Desliza su palma caliente sobre mi nuca cuando nos acercamos y empieza a masajeármela con suavidad en un intento de aliviar mis nervios. Pierde el tiempo.

—Señora Taylor —saluda formalmente al tiempo que se detiene.

—Hum —murmura ella sin abandonar su amenazadora mirada—. Son más de las nueve —me dice a mí, aunque no aparta su mirada recelosa de Edward—. Vas a llegar tarde.

—Es que...

—Isabella no irá hoy a trabajar —me interrumpe Edward—. Su jefe ha accedido a darle el día libre.

—¿Ah, sí? —pregunta mi abuela, enarcando sus grises cejas con sorpresa.

Tengo la sensación de que debería ser yo quien diese las explicaciones pero, en lugar de hacerlo, me mantengo al margen mientras Edward continúa hablando.

—Sí, quiero pasar el día con ella; darnos un respiro y pasar un poco de tiempo a solas para disfrutar el uno del otro.

Consigo contener la risa condescendiente que amenaza con hacer aparición de un momento a otro. Edward insistió en que yo necesitaba un descanso, y rara vez tengo la oportunidad de pasar todo el día con él, de modo que debería aprovecharla al máximo. Sin embargo, no soy tan estúpida como para creer que ésa es la única razón.

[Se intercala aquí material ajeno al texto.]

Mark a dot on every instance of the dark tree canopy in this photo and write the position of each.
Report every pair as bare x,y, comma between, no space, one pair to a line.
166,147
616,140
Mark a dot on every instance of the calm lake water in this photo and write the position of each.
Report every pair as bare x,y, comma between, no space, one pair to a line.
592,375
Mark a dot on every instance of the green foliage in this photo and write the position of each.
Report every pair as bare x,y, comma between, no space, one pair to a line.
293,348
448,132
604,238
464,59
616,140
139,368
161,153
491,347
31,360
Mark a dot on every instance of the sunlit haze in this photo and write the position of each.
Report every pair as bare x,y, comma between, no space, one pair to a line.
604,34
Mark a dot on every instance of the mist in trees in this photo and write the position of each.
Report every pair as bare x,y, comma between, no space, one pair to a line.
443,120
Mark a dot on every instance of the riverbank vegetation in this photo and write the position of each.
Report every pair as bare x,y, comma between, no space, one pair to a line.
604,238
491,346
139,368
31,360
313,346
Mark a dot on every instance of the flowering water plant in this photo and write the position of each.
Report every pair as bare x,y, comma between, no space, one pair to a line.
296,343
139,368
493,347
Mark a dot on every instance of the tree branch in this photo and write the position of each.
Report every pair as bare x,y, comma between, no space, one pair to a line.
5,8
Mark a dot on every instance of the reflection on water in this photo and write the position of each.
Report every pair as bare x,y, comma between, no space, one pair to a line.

Edward me lanza una mirada para infundirme seguridad.

—Ve a ducharte.

—Bien —digo a regañadientes, sabiendo que no podré evitar que él se encargue de mi abuela a solas.

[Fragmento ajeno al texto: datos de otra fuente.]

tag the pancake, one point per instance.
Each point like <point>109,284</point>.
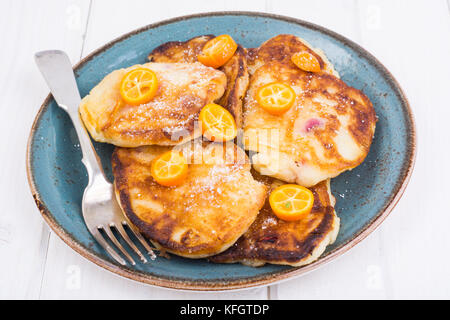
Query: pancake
<point>204,215</point>
<point>272,240</point>
<point>280,48</point>
<point>328,130</point>
<point>235,69</point>
<point>167,119</point>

Ahora entiendo su insistencia en que no tenía tiempo para ducharme en su apartamento esta mañana. Así tiene la excusa perfecta para hablar con ella sin que yo esté presente.

—Ve —me exhorta con voz suave—. Yo te espero aquí.

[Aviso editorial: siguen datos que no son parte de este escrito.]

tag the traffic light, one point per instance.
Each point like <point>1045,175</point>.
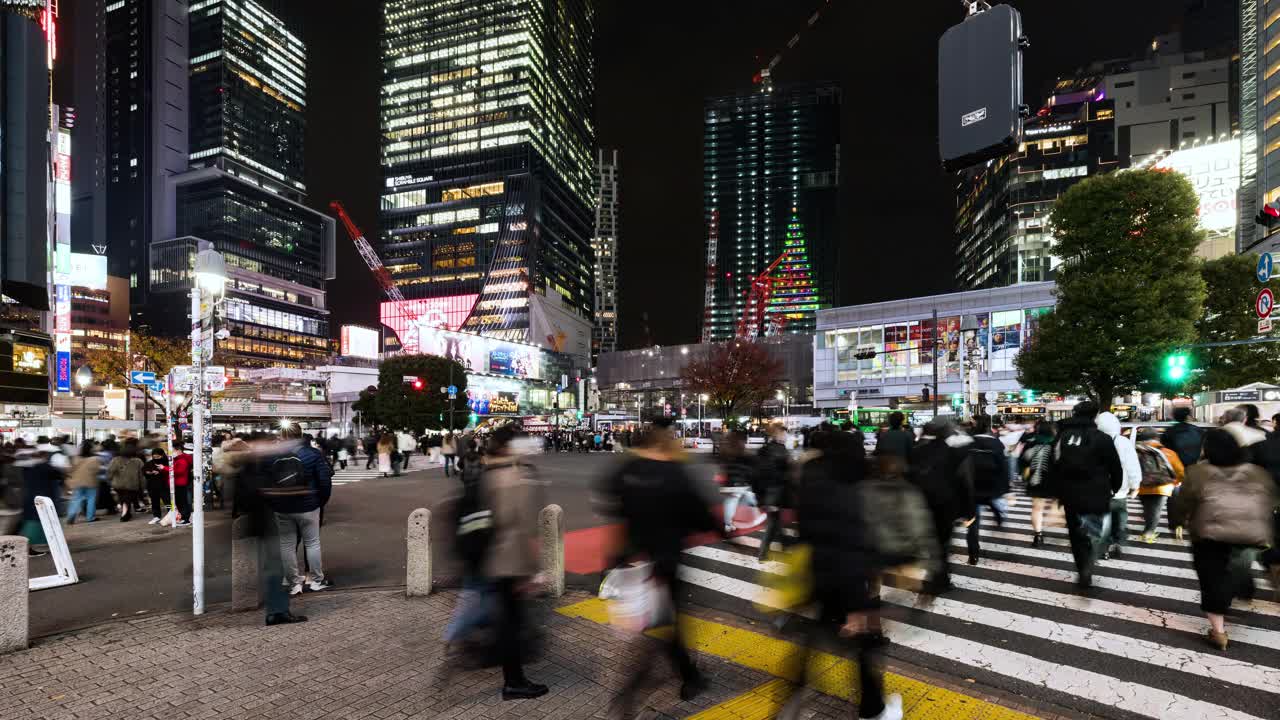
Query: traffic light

Asiento mordiéndome el labio, sin prisa por dejarlos a solas. De hecho, me gustaría dar media vuelta, huir y llevarme a Edward conmigo. Mi abuela ladea sutilmente la cabeza. Es su manera de decirme «largo de aquí». No hay manera de evitar lo inevitable, pero de no ser por el deseo de Edward de disculparse, ahora no estaría subiendo lentamente la escalera y dejándolos para que «hablen». Le he contado toda la conversación que tuve con mi abuela anoche, y él sonrió con cariño cuando le relaté que ella me había hablado sobre el amor especial. Sin embargo, ella desconoce los detalles escabrosos, y quiero que siga siendo así.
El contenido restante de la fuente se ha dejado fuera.